Pode acontecer de o diagnóstico de dislexia não ser feito na infância, por isso é importante estar atento aos sinais na vida adulta
Juliana Amorina* Publicado em 10/06/2024, às 06h00
Frequentemente associada à infância, a Dislexia é uma condição que persiste ao longo da vida, impactando de forma significativa a experiência dos adultos tanto no ambiente de trabalho quanto no dia a dia. O que muitos desconhecem é que o diagnóstico em adultos acaba sendo um processo bastante complexo, muitas vezes subestimado, mas crucial para fornecer o suporte adequado para essas pessoas e para compreensão dos desafios que existem.
Detectar a Dislexia na fase adulta pode ser mais complicado do que na infância, quando as dificuldades de leitura e escrita tendem a ser mais visíveis e, portanto, facilmente identificáveis.

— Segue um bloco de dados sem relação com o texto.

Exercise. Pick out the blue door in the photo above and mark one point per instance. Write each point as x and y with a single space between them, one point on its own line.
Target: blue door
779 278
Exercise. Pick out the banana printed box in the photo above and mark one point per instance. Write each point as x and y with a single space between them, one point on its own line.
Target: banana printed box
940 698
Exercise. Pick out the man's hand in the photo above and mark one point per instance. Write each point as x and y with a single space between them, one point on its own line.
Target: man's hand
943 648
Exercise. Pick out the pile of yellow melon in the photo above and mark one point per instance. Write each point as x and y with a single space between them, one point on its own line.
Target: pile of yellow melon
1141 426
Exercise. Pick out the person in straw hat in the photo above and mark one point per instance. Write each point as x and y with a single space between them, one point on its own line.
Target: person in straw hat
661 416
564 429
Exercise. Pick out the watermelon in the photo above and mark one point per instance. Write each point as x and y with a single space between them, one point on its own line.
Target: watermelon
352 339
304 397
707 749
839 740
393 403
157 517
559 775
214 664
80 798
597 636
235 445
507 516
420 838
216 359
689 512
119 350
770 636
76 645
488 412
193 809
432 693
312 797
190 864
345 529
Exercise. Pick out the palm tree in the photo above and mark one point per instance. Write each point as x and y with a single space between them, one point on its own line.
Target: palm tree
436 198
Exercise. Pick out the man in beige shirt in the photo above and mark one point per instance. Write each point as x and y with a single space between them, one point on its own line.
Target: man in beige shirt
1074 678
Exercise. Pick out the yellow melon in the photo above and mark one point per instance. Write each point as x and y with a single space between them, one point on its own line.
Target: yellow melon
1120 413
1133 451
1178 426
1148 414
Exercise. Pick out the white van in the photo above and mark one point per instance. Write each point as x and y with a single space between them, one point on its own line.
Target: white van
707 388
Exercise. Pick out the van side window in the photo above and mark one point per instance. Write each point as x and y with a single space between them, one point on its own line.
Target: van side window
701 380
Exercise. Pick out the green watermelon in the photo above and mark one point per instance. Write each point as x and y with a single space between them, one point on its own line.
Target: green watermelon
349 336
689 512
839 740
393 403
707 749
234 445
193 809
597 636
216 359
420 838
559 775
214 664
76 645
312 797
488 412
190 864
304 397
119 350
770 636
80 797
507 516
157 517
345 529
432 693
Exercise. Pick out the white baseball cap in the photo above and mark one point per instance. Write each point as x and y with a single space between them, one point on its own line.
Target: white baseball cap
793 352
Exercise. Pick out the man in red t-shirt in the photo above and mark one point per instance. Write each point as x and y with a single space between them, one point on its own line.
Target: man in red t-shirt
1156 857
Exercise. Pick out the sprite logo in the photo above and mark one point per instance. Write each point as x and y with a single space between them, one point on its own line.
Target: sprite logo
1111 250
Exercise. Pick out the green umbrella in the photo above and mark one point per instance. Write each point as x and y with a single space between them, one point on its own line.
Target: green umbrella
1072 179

Em adultos, essas dificuldades podem ser mascaradas por estratégias compensatórias desenvolvidas com o passar dos anos. Sua descoberta geralmente envolve uma análise multidisciplinar, incluindo testes linguísticos e cognitivos, avaliações de diversas especialidades e entrevistas detalhadas que consideram a história educacional e profissional da pessoa. A participação de profissionais como médicos, neuropsicólogos e fonoaudiólogos é essencial para um diagnóstico certeiro.
Muitos adultos só descobrem que são disléxicos após enfrentar anos de dificuldade em tarefas que exigem leitura e escrita. O diagnóstico tardio pode resultar em um histórico de frustrações e sentimentos de inadequação que afetam negativamente a autoestima e a saúde mental. Aliado a isso, somam-se as dificuldades no mercado de trabalho.

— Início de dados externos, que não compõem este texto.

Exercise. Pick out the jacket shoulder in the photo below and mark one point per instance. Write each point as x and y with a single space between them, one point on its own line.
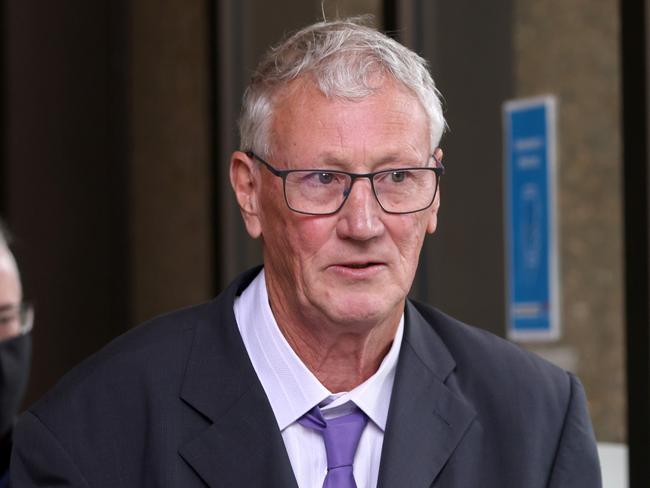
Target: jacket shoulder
128 364
491 367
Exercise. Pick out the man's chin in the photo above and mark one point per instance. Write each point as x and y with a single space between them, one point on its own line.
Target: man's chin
363 310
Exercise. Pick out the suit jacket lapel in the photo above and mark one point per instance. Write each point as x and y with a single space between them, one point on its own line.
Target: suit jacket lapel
426 421
243 445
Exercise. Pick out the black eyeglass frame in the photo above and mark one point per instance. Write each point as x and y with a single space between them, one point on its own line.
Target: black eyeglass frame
283 173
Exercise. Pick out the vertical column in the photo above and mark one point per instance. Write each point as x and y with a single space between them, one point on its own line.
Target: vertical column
634 49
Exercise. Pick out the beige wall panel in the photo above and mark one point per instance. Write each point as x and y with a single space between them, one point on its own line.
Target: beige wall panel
170 229
571 49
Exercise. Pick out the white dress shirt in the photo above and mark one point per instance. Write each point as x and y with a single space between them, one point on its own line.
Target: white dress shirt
293 390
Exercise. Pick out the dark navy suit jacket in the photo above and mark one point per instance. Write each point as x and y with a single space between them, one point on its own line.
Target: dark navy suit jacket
176 403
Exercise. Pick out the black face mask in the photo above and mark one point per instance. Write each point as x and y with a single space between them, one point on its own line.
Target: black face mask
15 356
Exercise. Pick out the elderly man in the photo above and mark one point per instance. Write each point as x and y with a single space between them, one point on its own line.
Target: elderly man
317 370
15 349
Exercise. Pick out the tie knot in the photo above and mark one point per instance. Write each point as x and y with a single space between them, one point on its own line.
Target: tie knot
341 434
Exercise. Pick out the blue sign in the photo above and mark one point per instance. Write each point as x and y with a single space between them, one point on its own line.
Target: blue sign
532 308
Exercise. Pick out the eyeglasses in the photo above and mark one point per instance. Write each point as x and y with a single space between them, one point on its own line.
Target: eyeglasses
323 191
16 319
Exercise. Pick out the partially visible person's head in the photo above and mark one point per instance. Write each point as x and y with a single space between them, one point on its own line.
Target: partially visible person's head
11 294
344 59
340 97
15 342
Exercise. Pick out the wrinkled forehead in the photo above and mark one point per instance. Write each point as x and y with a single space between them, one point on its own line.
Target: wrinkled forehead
304 96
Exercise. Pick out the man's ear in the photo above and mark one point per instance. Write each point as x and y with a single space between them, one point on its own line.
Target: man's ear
246 185
432 223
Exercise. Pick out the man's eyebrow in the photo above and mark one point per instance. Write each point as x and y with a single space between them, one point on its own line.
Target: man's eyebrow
335 160
7 306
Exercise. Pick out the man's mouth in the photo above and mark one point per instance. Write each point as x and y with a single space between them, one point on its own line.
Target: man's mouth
360 265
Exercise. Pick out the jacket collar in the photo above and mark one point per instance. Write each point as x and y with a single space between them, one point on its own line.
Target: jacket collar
242 444
426 420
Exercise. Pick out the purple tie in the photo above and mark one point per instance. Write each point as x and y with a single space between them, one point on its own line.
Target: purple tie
341 436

Ou seja, os desafios enfrentados por adultos disléxicos são muitos e variam conforme a natureza das funções desempenhadas. O transtorno da aprendizagem pode comprometer a velocidade de leitura, a compreensão de textos complexos, a escrita coerente e sem erros, bem como a capacidade de seguir instruções escritas mais detalhadas. Em profissões que exigem um alto nível de precisão na leitura e na escrita, como direito e medicina, até em atividades administrativas, esses desafios podem ser particularmente intensos.
No entanto, existem métodos avançados, como tecnologias assistivas, que incluem softwares de leitura e escrita, o que pode facilitar a execução de tarefas cotidianas e contribuir para a adaptação. Além disso, treinamentos específicos sobre Dislexia e outros transtornos da aprendizagem podem ajudar a promover uma maior compreensão e permitir que as pessoas com essa condição tenham uma vida plena, mostrando seu valor para toda sociedade.
Aliado a isso, um novo estudo aponta que pessoas com Dislexia foram importantes para a nossa evolução como espécie. De acordo com pesquisadores da Universidade de Cambridge, no Reino Unido, o cérebro dessas pessoas também é capaz de explorar o desconhecido. Esse 'viés exploratório' tem uma base evolutiva e desempenha um papel crucial em nossa sobrevivência.
Para chegar a essa conclusão, a equipe reexaminou estudos experimentais em psicologia e neurociência que envolviam cognição, comportamento e cérebro. Os resultados foram evidenciados em todos os domínios de análise, do processamento visual à memória. Esta foi a primeira vez que uma abordagem interdisciplinar usando uma perspectiva evolutiva é aplicada na análise de estudos sobre Dislexia.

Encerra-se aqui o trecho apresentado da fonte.